SOM-based analysis and clustering evolution for PESG and RENG datasets

A similar SOM-based protocol was followed for the analysis of the seismic datasets recorded by the PESG and RENG seismic stations, respectively. The employed PESG dataset was recorded from July 20, 2023, to October 24, 2023, while the RENG spans from August 25 to October 20. The daily evolution of the clustering index for the PESG dataset did not exhibit any significant peaks, as shown in Fig. 8. The clustering index did not exceed the value of 0.3 for any day of the analysis, indicating the absence of notable clusters on the SOM map.
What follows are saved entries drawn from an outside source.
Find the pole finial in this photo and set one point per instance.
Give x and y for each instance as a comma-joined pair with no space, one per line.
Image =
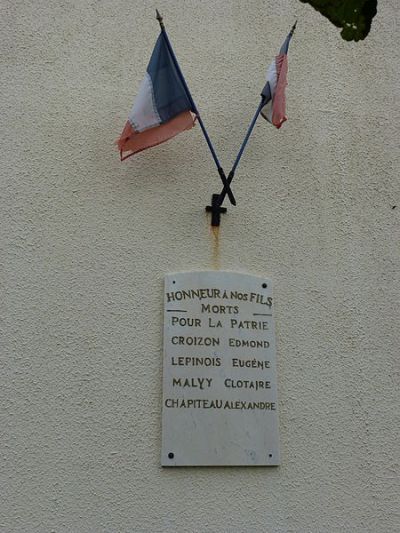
160,19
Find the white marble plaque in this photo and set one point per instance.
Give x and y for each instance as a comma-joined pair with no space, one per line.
219,379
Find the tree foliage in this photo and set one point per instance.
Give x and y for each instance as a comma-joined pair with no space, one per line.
353,16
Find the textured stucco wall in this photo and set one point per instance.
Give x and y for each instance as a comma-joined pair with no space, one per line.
86,241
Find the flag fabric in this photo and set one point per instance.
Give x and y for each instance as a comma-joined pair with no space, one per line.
162,108
273,93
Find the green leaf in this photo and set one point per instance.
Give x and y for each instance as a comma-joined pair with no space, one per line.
354,16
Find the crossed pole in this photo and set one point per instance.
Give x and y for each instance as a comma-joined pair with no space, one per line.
216,208
221,172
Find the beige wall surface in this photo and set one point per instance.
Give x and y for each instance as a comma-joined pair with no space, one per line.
86,242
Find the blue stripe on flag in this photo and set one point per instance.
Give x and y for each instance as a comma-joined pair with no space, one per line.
169,94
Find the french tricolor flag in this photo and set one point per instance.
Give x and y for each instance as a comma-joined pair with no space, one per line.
162,108
274,109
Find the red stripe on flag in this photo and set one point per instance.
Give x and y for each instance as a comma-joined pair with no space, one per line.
131,142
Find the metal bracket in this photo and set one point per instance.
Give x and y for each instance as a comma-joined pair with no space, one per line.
216,210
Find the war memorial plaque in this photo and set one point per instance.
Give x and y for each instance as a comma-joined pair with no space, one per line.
219,374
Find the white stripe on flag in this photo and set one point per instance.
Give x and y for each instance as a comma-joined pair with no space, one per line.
144,114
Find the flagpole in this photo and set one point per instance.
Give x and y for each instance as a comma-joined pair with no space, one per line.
221,173
231,175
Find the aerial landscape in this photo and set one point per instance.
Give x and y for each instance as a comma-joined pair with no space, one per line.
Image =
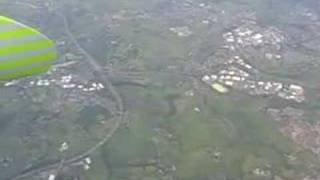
167,90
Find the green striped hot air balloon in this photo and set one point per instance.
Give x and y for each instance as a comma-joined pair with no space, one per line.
24,51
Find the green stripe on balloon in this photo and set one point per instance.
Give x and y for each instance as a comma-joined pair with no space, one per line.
24,51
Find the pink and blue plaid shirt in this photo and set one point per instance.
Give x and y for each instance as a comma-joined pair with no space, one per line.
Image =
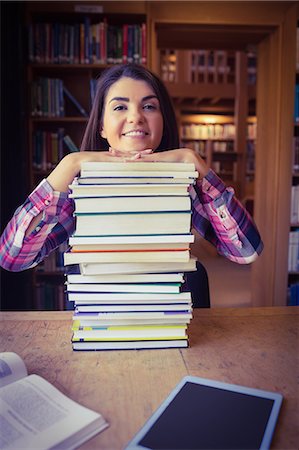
216,215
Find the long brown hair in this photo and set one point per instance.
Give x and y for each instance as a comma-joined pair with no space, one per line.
92,139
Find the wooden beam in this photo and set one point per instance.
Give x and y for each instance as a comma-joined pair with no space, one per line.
275,107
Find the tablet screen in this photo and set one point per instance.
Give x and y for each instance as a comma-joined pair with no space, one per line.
211,416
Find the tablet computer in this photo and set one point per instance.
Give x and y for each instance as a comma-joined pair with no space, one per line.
207,414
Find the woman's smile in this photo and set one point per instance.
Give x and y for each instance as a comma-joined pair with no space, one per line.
132,117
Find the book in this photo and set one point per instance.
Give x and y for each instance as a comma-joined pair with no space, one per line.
111,256
126,278
130,345
75,102
128,166
135,268
94,320
128,247
128,287
140,174
38,415
119,224
230,416
128,297
135,240
142,307
130,333
101,190
131,204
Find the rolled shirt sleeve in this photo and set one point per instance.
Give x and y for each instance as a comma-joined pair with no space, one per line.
221,219
19,252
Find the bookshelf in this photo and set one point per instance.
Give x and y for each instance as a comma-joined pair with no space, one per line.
214,92
68,48
293,249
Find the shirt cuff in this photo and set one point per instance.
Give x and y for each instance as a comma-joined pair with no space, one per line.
45,198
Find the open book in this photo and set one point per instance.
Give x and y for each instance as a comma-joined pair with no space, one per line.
34,414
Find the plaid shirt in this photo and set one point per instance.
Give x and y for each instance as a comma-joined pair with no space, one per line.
216,215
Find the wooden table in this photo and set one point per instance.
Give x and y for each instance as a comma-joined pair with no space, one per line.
256,347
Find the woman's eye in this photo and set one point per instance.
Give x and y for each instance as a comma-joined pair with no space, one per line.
149,106
119,108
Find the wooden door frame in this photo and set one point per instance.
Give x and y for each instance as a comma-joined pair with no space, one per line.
275,106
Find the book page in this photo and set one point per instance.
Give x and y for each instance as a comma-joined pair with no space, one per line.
12,368
34,414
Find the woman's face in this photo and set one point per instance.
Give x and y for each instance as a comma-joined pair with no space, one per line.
132,119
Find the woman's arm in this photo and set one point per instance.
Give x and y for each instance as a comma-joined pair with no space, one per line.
217,215
38,226
45,220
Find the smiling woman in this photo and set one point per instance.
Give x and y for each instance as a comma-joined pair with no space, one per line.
133,122
132,118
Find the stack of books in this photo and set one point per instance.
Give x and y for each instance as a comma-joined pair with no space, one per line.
131,245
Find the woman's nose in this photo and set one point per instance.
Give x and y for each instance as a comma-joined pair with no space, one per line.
135,115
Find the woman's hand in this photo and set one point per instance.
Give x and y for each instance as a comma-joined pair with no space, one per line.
69,167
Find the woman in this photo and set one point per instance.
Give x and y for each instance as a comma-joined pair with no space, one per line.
132,118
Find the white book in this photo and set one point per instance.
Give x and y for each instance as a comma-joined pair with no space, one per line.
127,278
138,174
127,224
134,180
136,321
133,345
36,415
132,165
134,308
125,318
79,318
127,247
137,240
125,190
135,268
131,204
124,256
141,297
131,332
141,287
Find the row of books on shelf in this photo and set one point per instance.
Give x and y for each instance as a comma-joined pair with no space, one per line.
296,154
293,260
87,43
296,108
294,205
125,264
206,66
293,294
204,146
49,147
214,131
51,98
54,261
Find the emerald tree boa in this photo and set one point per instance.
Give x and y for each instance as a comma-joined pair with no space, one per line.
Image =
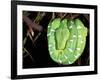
66,40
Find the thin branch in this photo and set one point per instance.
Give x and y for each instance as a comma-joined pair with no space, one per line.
31,24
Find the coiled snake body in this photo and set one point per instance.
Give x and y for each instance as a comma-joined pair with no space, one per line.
66,40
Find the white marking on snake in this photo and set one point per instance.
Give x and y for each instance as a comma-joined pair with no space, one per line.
65,57
52,30
48,26
49,34
50,45
70,49
70,27
80,36
74,36
79,27
60,61
78,49
81,42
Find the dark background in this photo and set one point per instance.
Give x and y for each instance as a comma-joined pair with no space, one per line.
37,54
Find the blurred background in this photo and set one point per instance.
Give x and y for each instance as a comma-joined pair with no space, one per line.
35,45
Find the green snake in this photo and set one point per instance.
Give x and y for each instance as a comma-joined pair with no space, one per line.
66,40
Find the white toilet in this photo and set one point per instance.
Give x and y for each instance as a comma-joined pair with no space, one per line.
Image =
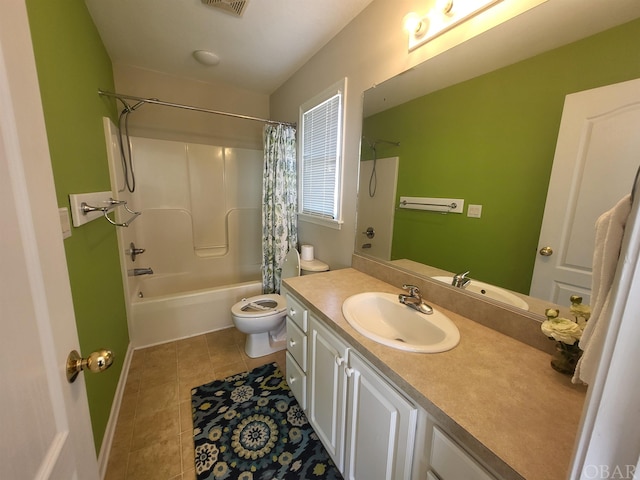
261,317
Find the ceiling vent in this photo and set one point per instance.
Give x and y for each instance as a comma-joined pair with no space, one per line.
235,7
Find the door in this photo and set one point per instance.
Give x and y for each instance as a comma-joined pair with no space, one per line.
376,213
46,432
382,424
327,389
596,159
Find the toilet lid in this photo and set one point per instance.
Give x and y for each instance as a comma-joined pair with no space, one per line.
291,264
259,306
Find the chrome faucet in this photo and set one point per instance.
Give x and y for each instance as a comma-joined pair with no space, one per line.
461,280
414,299
135,272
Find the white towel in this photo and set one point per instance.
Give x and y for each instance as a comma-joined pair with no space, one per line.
609,233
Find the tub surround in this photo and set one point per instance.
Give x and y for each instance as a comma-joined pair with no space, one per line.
497,395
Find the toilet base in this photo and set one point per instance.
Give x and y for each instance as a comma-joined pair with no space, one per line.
261,344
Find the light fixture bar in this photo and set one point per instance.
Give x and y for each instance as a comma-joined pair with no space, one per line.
444,16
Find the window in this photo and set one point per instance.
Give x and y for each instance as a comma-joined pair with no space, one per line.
320,150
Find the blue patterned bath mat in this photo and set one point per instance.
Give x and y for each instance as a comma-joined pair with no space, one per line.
250,427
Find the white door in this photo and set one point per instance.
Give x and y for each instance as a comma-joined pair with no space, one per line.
46,433
596,159
376,214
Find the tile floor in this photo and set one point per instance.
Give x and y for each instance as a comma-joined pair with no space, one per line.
153,437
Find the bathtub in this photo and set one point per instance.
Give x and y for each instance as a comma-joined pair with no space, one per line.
170,307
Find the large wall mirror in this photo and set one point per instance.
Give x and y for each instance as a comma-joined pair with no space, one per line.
491,141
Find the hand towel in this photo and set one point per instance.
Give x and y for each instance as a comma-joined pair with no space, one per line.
608,242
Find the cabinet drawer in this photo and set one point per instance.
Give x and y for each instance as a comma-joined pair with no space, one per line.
297,381
297,312
297,344
451,462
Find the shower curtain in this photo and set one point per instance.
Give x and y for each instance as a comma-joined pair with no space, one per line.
279,202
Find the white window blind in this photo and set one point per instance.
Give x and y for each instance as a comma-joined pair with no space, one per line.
321,149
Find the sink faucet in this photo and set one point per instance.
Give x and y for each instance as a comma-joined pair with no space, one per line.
134,272
414,300
461,280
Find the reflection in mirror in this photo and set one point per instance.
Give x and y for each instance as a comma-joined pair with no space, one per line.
490,141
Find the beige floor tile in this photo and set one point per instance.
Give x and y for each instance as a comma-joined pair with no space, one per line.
157,397
188,383
231,369
188,451
186,417
160,460
163,424
159,373
200,365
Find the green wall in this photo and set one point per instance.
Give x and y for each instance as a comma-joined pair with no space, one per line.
72,64
491,140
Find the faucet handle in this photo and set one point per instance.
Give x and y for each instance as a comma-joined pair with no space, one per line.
413,290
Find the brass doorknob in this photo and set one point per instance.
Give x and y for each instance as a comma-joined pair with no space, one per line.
96,362
546,251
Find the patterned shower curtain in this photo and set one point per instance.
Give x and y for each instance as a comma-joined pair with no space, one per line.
279,202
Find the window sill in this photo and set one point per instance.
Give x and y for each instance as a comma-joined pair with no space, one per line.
325,222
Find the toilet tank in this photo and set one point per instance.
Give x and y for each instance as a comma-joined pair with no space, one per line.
307,267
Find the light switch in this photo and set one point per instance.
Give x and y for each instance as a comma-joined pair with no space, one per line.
474,211
65,222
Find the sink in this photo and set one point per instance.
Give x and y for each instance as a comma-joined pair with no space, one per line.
383,319
489,291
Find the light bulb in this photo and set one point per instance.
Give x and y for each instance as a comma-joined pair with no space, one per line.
415,25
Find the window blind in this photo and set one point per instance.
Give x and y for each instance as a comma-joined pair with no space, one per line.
320,158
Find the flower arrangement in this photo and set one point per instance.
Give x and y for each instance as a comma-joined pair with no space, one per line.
567,334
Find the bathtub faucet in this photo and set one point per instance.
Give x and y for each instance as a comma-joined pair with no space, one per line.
134,272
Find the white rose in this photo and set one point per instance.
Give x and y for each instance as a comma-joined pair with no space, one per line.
562,330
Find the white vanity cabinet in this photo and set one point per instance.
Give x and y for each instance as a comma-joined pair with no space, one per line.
367,426
327,388
296,356
381,425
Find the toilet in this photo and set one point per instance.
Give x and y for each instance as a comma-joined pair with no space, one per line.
261,317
On the other hand, the daily clustering variation computed for the RENG dataset exhibited a peak on September 24, as shown in Fig. 9. A comparable peak is also evident in the V0102 seismic analysis for the same day (see Fig. 6), hinting at the capacity of the RENG seismic station to effectively record fumarolic tremor data. However, it should be noted that the temporal coverage of the RENG dataset is limited, and a more in-depth analysis will require a larger dataset. The difference between the two results, specifically the absence of a fumarolic tremor-cluster in the PESG map, may be attributed to several factors. These include the relative distance from the fumarole-mud pool system (approximately 600 meters from the PESG station and 500 meters from the RENG station), given that the fumarolic tremor phenomenon is highly localized and the signal attenuates very quickly with the distance1. Additionally, differences in wave propagation paths and sensor installation conditions (buried sensor not too close to sources of anthropogenic noise (RENG) vs sensor installed on the floor in a house (PESG)) may contribute to the discrepancies observed.

Fig. 8
Fig. 8
Full size image

Four bar charts comparing rainfall millimeters, clustering index of the map, the daily number of seismic events reported in the catalogue, and the measurements of \({\rm CO}_2\) flux during the days of analysis for the PESG seismic station dataset.

Fig. 9
Fig. 9
Full size image

Four bar charts comparing rainfall millimeters, clustering index of the map, the daily number of seismic events reported in the catalogue, and the measurements of \({\rm CO}_2\) flux during the days of analysis for the RENG seismic station dataset.

Real-time application potential: insights from the CPIS dataset (Jan–May 2025)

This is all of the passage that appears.